Background:

Immune thrombocytopenia (ITP) is an acquired immune-mediated disorder characterized by frequent relapses. Splenectomy was considered an integral part of ITP therapy until the inception of newer agents, namely rituximab and thrombopoietin receptor agonists (TPO-RA) over the last 20 years. Recently the role and timing of splenectomy have become an area of debate. Studies regarding optimal predictors of response have not demonstrated reliable clinical or laboratory factors. We chose to evaluate the most recent practices and outcomes at Montefiore Medical Center to assess the role of splenectomy in ITP treatment in our diverse, real world patient population.

Methods:

We conducted a retrospective cohort study of patients who had undergone splenectomy for ITP at Montefiore between January 1, 2015 and July 1, 2021. Collected data included demographics, comorbidities, prior lines of treatment, and splenectomy outcomes. Outcome data included mortality and need for post-splenectomy treatment. Response rates were assessed by American Society of Hematology (ASH) guidelines.

Results:

The study population comprised 29 patients who underwent splenectomy for ITP as primary indication. Patients were 59% (N=17) female, with a median age of 45 years. Our multi-ethnic cohort included 11 (40%) Hispanic, 7 (24%) African American, and 6 (21%) Caucasian patients. Five patients chose not to specify. Significant comorbidities prior to undergoing surgery were present in 79% (N=23) of patients, with the average number being two. Of these, 41% (N=12) had a comorbid autoimmune condition. Two were HIV positive.

Initial treatment consisted of steroids, IVIG (or WinRho), or both for all patients. Only four patients failed to respond to these therapies; one of whom experienced remission following splenectomy and one of whom expired within 30 days of surgery. Fourteen patients (48%) continued to receive repeat doses of steroids and/or IVIG until surgery. Time to splenectomy was variable, range 0-9 years. Additional therapy following relapse on initial treatment consisted of TPO-RA (11/29, 38%); rituximab (11/29, 38%); immunosuppressive therapy (1/29, 3%); and danazol (3/29, 10%).
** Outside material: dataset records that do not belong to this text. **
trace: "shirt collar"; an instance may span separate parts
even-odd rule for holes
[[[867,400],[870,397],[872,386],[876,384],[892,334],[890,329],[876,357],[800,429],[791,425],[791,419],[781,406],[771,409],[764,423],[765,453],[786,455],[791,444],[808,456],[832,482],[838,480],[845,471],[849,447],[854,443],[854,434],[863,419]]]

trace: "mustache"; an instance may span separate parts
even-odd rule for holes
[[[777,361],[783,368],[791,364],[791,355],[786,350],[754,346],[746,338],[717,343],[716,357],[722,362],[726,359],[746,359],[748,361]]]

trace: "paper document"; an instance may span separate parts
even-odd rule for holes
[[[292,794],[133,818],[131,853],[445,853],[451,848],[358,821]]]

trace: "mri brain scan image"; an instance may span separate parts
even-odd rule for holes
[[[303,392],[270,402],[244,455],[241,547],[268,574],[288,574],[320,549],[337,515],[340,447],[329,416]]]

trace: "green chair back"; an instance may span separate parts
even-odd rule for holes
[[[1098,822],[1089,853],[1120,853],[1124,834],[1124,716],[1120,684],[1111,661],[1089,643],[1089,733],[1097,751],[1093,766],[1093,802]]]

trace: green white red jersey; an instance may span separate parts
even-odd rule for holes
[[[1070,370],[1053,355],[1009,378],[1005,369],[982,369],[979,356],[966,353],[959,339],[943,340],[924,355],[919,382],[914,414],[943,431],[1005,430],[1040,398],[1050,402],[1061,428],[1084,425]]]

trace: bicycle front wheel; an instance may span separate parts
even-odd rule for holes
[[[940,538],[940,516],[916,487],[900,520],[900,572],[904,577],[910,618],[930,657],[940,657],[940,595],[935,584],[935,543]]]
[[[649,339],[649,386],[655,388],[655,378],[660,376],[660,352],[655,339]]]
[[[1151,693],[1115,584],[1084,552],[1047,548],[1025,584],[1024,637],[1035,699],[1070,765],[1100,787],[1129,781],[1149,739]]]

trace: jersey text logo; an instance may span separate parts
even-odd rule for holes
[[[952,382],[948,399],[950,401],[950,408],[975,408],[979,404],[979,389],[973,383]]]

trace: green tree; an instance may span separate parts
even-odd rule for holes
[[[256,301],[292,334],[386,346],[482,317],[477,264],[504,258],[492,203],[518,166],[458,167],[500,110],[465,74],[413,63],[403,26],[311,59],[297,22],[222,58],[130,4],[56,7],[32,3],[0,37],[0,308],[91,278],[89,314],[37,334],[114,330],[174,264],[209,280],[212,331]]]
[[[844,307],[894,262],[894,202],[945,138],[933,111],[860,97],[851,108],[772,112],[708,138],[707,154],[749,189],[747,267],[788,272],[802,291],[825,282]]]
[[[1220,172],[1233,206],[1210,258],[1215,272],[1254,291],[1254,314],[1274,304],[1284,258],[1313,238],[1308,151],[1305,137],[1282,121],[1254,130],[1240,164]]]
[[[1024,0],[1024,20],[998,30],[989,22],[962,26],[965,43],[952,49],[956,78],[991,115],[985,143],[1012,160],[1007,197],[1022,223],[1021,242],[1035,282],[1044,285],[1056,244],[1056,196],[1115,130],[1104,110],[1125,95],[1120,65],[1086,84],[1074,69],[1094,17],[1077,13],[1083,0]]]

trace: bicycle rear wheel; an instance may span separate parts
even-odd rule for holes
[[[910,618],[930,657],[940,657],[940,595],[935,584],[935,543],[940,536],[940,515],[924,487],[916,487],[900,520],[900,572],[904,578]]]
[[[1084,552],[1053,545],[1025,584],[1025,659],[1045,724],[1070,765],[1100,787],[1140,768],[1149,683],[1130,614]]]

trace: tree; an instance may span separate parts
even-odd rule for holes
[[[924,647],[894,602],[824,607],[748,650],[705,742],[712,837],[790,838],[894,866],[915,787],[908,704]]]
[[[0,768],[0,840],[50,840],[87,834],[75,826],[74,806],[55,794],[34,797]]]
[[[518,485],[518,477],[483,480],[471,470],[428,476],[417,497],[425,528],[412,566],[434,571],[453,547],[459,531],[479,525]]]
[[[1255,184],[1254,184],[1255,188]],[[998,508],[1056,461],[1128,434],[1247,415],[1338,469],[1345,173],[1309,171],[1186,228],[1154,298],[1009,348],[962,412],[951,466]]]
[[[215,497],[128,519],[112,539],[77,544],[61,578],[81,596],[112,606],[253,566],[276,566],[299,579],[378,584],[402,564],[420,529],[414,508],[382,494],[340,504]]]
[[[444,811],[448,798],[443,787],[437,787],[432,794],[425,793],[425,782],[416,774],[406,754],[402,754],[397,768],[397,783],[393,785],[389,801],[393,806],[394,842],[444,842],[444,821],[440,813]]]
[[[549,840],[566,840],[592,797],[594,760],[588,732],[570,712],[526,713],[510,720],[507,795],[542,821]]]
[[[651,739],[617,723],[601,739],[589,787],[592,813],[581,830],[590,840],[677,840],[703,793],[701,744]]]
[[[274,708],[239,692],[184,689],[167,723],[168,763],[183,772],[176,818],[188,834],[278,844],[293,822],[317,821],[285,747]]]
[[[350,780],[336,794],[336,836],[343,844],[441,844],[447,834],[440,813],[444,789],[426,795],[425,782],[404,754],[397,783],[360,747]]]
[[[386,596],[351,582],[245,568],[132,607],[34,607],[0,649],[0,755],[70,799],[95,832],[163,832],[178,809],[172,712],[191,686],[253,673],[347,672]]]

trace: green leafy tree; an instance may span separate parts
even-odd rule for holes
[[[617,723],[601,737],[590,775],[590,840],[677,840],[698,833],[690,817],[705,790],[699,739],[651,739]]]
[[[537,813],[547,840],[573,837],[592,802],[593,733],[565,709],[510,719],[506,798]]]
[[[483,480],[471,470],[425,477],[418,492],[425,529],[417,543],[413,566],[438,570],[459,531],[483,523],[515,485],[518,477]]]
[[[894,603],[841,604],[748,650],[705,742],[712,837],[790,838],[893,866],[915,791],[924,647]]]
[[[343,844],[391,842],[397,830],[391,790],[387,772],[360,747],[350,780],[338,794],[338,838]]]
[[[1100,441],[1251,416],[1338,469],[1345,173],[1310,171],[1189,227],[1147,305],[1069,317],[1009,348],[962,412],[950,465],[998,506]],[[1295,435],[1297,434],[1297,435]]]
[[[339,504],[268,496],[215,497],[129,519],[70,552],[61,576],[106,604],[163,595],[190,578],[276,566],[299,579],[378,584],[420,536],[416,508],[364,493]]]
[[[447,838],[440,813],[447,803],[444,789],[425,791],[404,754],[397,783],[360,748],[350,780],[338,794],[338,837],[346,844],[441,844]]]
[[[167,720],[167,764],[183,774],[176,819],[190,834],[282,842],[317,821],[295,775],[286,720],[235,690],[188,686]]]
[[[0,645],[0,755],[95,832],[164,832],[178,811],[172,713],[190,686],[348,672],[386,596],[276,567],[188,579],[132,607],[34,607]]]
Response rates for TPO-RA (8/11, 73%), danazol (2/3, 67%), and immunosuppressive therapy (1/1) were greater than that for rituximab infusion (4/11, 36%). Overall, the average number of unique lines of therapy was 2.8 (median=2) and average years from diagnosis to splenectomy was 2.8 (median=1, range 0-11).

At a median time from splenectomy to last follow up (or time of death) of 971 days (median=876 days), 18 patients (62.1%) had remained off medical therapy with complete response (CR) following splenectomy. Three patients (10.3%) transiently required additional therapy but subsequently achieved CR and remained off medical therapy for greater than a year. Six patients (20.7%) continued to rely on medical therapy. Two patients (6.9%) died within 30 days of splenectomy; one of unknown causes and one of pulmonary embolism (despite thromboprophylaxis) in the setting of TPO-RA therapy. There was no difference in continued reliance on medical therapy in patients who underwent splenectomy earlier versus later in their ITP course. No differences in outcomes were noted in patients with underlying comorbidities. No differences in outcome were noted between Hispanic, African American, and Caucasian patients.

Conclusion:

Our review of ITP splenectomies in a real world patient population revealed significant differences in treatment practices and timing of surgical intervention. We did not note differences in splenectomy outcomes across patients of different backgrounds or with comorbidities, confirming that these should not play a role in treatment decisions. Patients who failed to respond to steroids and/or IVIG had lower response rates to splenectomy as has been previously hypothesized, though these represented a very small subset of our study population. Further evaluation of compliance, tolerance, and social factors (i.e. insurance, etc) may assist with understanding differences in response rates to various second line medical therapies. Splenectomy continues to offer high rates of sustained CR for a variety of patients, though reliable predictors of response remain elusive and should continue to be an area of active research.

Disclosures

No relevant conflicts of interest to declare.